Fourth, there is the issue of the media’s coverage of the recent warnings. David Ignatius noted in an Oct. 7 column that intelligence officials “clammed up on details of the terrorism threat in Europe,” with one official warning him that media leaks will be studied by al Qaeda, which will in turn adjust its plans. Indeed, al Qaeda does study the media coverage. But another interesting dynamic is very much the reverse of FDR’s famous statement that “the only thing we have to fear is fear itself.” Many observers do indeed seem to be frightened that other Westerners might be scared of terrorism — more worried about this than they are about terrorism itself. There are of course many reasons for this perception, including the idea that the US descended into a “politics of fear” during the past decade. Thus, I do not make this observation pejoratively, but it is an interesting dynamic to note.

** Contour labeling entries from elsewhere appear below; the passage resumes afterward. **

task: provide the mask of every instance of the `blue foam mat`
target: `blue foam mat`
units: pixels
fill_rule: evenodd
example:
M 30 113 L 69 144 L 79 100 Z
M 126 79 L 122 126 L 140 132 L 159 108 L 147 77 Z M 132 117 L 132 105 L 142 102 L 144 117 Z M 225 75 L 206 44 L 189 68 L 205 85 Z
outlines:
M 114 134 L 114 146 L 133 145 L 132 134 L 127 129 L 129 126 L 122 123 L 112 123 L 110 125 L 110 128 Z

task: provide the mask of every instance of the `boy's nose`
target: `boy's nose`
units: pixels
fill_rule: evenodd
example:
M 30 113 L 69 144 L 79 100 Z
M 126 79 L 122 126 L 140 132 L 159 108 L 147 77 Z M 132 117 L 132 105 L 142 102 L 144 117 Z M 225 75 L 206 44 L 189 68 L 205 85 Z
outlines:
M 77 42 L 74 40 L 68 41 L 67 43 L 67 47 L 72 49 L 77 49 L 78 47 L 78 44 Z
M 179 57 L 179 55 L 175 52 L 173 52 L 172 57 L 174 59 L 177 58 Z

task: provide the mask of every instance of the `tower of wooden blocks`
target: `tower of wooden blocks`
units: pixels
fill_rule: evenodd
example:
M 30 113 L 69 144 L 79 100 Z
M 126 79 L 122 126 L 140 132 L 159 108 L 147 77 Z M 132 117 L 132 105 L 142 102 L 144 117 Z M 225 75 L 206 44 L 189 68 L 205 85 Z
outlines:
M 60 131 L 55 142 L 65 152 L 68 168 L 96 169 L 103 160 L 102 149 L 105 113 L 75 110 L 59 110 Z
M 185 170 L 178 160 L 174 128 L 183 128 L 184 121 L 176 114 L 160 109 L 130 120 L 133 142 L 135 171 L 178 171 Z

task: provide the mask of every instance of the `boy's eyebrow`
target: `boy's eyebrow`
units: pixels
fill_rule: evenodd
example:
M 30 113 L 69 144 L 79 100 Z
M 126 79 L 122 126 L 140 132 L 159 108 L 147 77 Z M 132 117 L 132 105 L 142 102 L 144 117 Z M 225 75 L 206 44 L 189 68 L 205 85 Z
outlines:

Fifth, I have written repeatedly about the relevance of the religio-political ideology of al Qaeda and other Islamist terror groups. Aspects of this case seem to underscore the fact that ideology is not — as some commentators claim — simply irrelevant to contemporary terrorism. Relevant aspects of the case include Shahab Dashti, a member of the Hamburg group, who began to attend the Taiba mosque after converting from Shia to Sunni Islam. Dashti’s family members told CNN they believed he was “fooled and tricked” by extremists into going to Pakistan — which refers to a process of radicalization. Moreover, a senior ISI officer, speaking to the Associated Press, mentioned that among the array of foreign extremists who came to Pakistan were four Russian jihadis. He commented: “It was very surprising for us but they come thinking this is the pure (Islamic) ideology that they are seeking.” This also is suggestive that ideology remains relevant to the enemy.